Attacks on education increased by 64%, to 1,416; they occurred in 27 places, but were most common in Myanmar, Palestine, and Ukraine. The report also highlights continued attacks on healthcare facilities and workers (1,272 incidents in 22 places), and on food and water systems (1,082 incidents in 15 places).
"Every destroyed school, hospital, market, water system, or humanitarian convoy represents far more than damaged infrastructure—it represents opportunities lost, futures disrupted, and communities pushed further from recovery," said Alma Taslidžan, HI's disarmament advocacy manager, in a statement.
"Long after the explosions end, civilians continue to live with the consequences of disrupted healthcare, interrupted education, damaged livelihoods, and the daily challenge of rebuilding their lives," Taslidžan emphasized. "For many, the consequences of explosive weapons become part of everyday life and suffering for years to come."
Explore the report's data and view country-specific analysis in a new interactive dashboard:➡️ explosiveweaponsmonitor.org/global-figur...
[image or embed]
— Explosive Weapons Monitor (@weaponsmonitor.bsky.social) June 10, 2026 at 8:29 AM
The report argues that "it remains a critical humanitarian priority" to bring the 2022 Political Declaration on Strengthening the Protection of Civilians from the Humanitarian Consequences Arising From the Use of Explosive Weapons in Populated Areas into greater effect.
The publication also calls out eight countries—Cambodia, Kenya, Morocco, Nigeria, Somalia, South Korea, Turkey, and the United States—that endorsed the declaration but whose armed forces reportedly used explosive weapons that caused civilian harm in 2025.
"The devastating impact of explosive weapons on civilians is both foreseeable and preventable.

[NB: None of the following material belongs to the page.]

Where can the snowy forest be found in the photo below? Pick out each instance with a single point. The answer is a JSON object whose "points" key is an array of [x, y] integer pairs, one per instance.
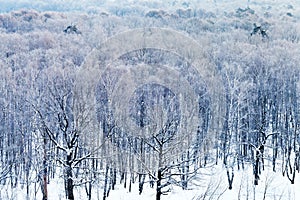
{"points": [[147, 100]]}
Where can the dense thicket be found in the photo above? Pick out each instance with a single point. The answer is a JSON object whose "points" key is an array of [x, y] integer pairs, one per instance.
{"points": [[56, 116]]}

Yet across numerous conflicts, their continued use has entrenched a pattern of civilian harm that is increasingly treated as routine rather than exceptional," said Katherine Young, the report's lead author and the monitor's research and monitoring manager, in a statement.
"When explosive weapons are used in populated areas, civilians suffer," Young stressed. "What is particularly alarming is that this harm has become persistent across conflicts worldwide, risking the normalization of civilian suffering on a massive scale."

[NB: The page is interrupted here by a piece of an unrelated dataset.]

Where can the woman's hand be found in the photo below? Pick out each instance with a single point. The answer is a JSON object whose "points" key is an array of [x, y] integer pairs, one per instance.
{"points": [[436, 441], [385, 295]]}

The release of the report comes amid renewed Israeli attacks on Lebanon—which intensified after the United States and Israel launched an illegal war on Iran in February, and have continued despite a new ceasefire agreed to in April—as well as on Palestinians in Gaza and the occupied West Bank.

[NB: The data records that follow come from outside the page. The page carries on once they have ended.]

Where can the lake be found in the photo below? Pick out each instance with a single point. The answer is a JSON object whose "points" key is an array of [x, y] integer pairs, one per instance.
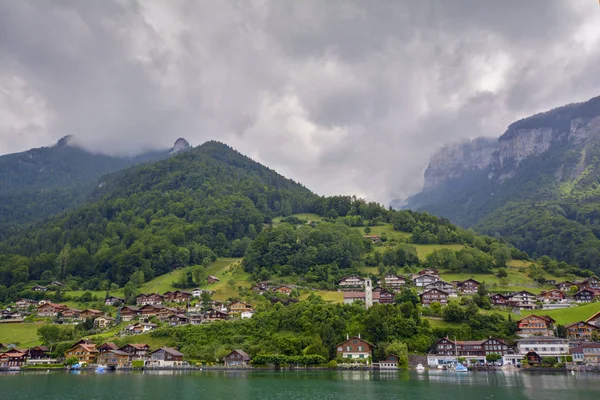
{"points": [[288, 385]]}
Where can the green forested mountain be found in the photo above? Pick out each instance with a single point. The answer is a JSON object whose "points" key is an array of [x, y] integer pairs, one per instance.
{"points": [[540, 188], [45, 181]]}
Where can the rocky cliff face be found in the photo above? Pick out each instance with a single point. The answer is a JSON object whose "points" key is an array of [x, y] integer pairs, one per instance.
{"points": [[454, 161]]}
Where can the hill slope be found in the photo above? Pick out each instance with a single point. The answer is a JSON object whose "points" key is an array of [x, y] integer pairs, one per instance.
{"points": [[539, 188], [44, 181]]}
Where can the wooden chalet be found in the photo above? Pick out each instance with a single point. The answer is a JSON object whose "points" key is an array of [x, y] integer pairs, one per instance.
{"points": [[237, 358]]}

"This weekend, eight children were reported killed and a further 17 injured in five different locations in the Gaza Strip, while in the West Bank, a 7-month-old boy died after being shot by Israeli forces in the Tel Rumeida area of Hebron," said Edouard Beigbeder, the United Nations Children's Fund (UNICEF) regional director for the Middle East and North Africa, on Wednesday.
"We cannot let this become the new normal—children losing their lives to violence should cause global outrage and must be condemned at every level," he continued. "UNICEF calls on the Israeli authorities to take decisive action to protect all Palestinian children. Authorities must ensure transparent, credible, and robust investigations, as well as accountability whenever children are killed or maimed."
Since the Hamas-led October 7, 2023 attack on Israel, Israeli forces have slaughtered at least 72,991 Palestinians in Gaza—an assault widely condemned as genocide. That includes 981 people killed since the ceasefire reached last October, according to local health officials. Israeli attacks on Lebanon have left thousands more dead, including at least 3,666 since early March, per the Lebanese Ministry of Public Health.